10th Jun 2014 07:32
LONDON (Alliance News) - Tristel PLC said Tuesday it had increased its full-year pretax profit expectations as it anticipates further acceleration in revenue growth, following previously upgrading expectations in April.
The manufacturer of infection prevention, contamination control and hygiene products said in a trading update for the year to June 30, 2014 that the strong momentum in its underlying business reported in March and April is expected to continue through to its June year-end and beyond.
Further acceleration is anticipated in revenue growth, said Tristel, and the company has therefore raised its internal expectations both for the current and subsequent financial years. Pretax profit, before share-based payments, for the year ending June 30, 2014 is now expected to be not less than GBP1.75 million.

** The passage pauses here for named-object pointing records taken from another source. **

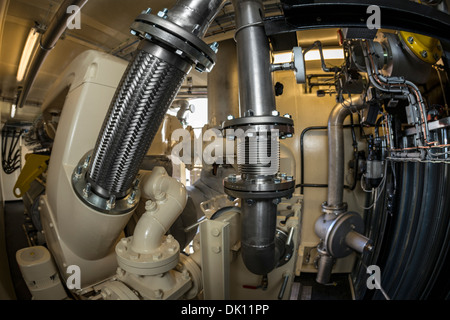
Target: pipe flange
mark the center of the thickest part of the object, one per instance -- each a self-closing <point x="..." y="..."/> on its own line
<point x="161" y="260"/>
<point x="148" y="26"/>
<point x="258" y="120"/>
<point x="334" y="209"/>
<point x="275" y="184"/>
<point x="87" y="195"/>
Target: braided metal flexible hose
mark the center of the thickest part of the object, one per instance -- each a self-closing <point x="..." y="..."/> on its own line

In 2013 the company reported an adjusted pretax profit of GBP0.4 million, adjusted for non-recurring items of GBP2.2 million.
Tristel addresses three distinct markets: Human Healthcare, Animal Healthcare and Contamination Control, with three distinctively branded product ranges: Tristel, Anistel and Crystel.

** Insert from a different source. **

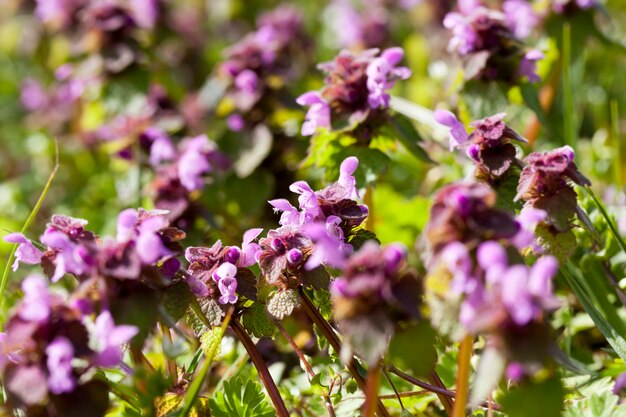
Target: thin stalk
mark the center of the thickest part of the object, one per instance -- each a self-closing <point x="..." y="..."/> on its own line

"We are experiencing a rise in sales in all three portfolios and across most geographical markets. The pace of growth is higher than previously anticipated and with margins also improving and costs stable, the impact on the bottom line is both significant and immediate," said Chief Executive Paul Swinney.
The company is confident for its future, buoyed in part by a successful restructuring effort and a focus on new technology. "We can conclude that the re-shaping of our business over the past three years has been firmly cemented in place. The growing revenue contributions from the new products and new markets we have invested in have become both visible and predictable, and with an exciting pipeline of new innovations built upon our proprietary chlorine dioxide technology, we view the future with increasing confidence," Swinney added.
At the end of April Tristel said it was confident that its pretax profit for the year would beat current market expectations after recording a strong start to its second-half across the business, and said pretax profit for the full-year would come in at no less than GBP1.5 million.
Shares in Tristel were trading 22.33% higher at 78.9 pence per share Tuesday morning, the second highest gainer on AIM.